We were expecting good things from the 2021 Toyota RAV4 Prime plug-in hybrid, but new official economy figures released confirmed by the EPA suggest there’s another surprise in store. Announced back in November 2019, the new RAV4 PHEV was billed not only as Toyota’s most fuel-efficient version of its compact crossover SUV, but its most powerful too.
That comes via standard all-wheel drive, and a clever gas-electric drivetrain. At the front there’s a 2.5-liter four-cylinder Atkinson-cycle gas engine, which is good for 176 horsepower. An electric booster converter contributes more power, with an electric motor for the rear wheels.
The electric side is powered by a new lithium-ion battery, which Toyota mounts under the floor. A heat pump HVAC system – borrowing tech from the Prius Prime – helps to avoid tapping that battery for cabin air-conditioning duties. That way, the RAV4 Prime PHEV can focus on range.
It seems to have worked out, too. Back when the crossover was announced, Toyota was expecting 39 miles of all-electric range. Not enough to shame a fully-electric SUV, true, but given the typical driving behaviors of the average American family, enough for the chores of most days to be dealt with on battery power alone.
Now that the upcoming crossover has passed through the EPA’s official rating process, though, that range number has actually increased. The 2021 RAV4 Prime plug-in hybrid is good for 42 miles of electric-only driving, that says, while total range with gas and electric power combined is 600 miles.
It’s an impressive figure, and leaves the new RAV4 looking all the more competitive. The EPA gives the small SUV a 94 MPGe figure for its combined city/highway rating, and 38 MPG for gas alone.

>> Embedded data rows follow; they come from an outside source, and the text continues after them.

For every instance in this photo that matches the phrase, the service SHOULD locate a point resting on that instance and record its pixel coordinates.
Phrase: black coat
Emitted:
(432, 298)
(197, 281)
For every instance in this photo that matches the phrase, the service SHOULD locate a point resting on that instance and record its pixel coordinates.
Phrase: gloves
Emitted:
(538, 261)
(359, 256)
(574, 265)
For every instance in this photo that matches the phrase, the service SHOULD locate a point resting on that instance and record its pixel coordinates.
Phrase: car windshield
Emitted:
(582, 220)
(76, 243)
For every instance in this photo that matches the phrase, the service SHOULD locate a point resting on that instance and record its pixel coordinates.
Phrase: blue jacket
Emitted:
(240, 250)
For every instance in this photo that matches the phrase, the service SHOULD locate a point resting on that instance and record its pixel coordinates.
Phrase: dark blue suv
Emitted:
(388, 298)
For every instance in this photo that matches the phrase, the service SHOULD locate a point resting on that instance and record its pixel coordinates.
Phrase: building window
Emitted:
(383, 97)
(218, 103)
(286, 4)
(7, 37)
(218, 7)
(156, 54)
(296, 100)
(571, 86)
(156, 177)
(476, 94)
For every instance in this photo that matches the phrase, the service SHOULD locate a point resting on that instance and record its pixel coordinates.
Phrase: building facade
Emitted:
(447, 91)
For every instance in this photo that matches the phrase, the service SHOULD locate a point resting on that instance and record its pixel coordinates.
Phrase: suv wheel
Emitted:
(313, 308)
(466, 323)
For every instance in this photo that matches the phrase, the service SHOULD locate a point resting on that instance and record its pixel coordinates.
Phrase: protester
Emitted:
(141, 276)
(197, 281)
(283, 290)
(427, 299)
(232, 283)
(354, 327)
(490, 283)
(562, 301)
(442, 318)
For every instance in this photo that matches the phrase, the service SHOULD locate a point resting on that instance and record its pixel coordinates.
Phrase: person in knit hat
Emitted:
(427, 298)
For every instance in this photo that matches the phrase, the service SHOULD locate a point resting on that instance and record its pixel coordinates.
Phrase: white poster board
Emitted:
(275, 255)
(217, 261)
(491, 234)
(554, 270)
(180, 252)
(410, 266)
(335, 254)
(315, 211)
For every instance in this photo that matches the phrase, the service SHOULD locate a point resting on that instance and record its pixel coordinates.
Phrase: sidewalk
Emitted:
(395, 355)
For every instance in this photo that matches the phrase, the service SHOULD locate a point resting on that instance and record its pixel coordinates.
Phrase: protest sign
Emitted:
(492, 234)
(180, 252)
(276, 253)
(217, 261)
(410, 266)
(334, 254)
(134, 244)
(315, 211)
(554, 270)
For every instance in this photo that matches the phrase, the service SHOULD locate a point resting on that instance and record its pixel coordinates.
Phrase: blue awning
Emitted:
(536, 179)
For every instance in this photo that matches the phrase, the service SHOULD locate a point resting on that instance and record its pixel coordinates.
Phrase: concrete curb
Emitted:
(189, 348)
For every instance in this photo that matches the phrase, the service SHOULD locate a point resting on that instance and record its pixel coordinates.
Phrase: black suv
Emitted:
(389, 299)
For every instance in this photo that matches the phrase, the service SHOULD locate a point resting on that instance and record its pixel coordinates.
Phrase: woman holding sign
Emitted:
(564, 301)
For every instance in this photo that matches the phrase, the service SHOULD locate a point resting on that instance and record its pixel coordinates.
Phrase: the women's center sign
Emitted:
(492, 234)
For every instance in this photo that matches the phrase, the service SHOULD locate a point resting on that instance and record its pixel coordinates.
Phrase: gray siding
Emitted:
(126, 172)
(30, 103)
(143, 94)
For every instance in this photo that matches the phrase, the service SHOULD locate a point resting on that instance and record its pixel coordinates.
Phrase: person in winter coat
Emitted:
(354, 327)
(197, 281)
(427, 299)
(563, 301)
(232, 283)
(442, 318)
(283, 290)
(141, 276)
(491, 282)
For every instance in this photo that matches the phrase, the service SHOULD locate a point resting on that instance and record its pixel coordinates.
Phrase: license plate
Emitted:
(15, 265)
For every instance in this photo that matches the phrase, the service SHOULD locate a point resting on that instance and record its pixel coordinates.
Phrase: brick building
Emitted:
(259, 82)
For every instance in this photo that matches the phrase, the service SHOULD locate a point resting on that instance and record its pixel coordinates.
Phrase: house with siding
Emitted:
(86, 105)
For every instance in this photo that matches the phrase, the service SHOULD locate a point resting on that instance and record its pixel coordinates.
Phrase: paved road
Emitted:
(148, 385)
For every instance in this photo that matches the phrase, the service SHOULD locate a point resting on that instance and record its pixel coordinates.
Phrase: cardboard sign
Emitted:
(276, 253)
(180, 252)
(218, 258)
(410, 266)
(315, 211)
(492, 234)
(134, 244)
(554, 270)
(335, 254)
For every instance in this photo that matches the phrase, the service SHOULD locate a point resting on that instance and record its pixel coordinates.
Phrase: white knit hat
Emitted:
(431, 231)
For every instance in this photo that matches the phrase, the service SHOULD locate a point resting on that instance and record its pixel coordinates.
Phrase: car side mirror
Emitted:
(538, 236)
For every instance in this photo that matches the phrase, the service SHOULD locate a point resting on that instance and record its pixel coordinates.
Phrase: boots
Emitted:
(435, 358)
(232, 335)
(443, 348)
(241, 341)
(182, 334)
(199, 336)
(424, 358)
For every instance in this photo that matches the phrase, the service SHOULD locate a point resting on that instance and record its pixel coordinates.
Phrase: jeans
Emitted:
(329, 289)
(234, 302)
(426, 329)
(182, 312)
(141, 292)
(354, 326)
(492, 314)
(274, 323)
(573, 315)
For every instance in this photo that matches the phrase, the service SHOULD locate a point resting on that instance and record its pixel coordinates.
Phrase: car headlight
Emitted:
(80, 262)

While you might think this would be a competitive segment, in reality would-be PHEV SUV drivers don’t actually have much choice right now. Ford’s Escape plug-in hybrid is pretty much your main alternative – that is, unless you’re willing to look into small luxury SUVs with a significant jump in price tag – though it’s only available in front-wheel drive, not AWD.

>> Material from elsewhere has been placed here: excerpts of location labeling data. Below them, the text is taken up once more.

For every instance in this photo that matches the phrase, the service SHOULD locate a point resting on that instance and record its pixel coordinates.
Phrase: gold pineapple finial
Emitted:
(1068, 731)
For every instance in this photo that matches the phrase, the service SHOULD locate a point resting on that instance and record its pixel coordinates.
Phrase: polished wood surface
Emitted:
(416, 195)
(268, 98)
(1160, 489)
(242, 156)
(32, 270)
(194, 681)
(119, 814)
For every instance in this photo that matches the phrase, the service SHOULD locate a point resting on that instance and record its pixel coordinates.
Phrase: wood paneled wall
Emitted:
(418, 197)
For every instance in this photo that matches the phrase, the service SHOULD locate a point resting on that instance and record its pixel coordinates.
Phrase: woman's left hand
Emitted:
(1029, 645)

That helps it with the EPA rating of 100 MPGe, and the 31 MPG combined rating for use on gas-driving alone, both of which are higher than the Toyota manages. However the RAV4 Prime PHEV gets further on electric: the Ford is rated for 38 miles, and total range is significantly shorter, at 530 miles.
The 2021 Toyota RAV4 Prime PHEV starts at $39,220, and there the Ford does have a big advantage. If you can sacrifice AWD, some power, and some range, its $34,285 starting price is a fair amount lower.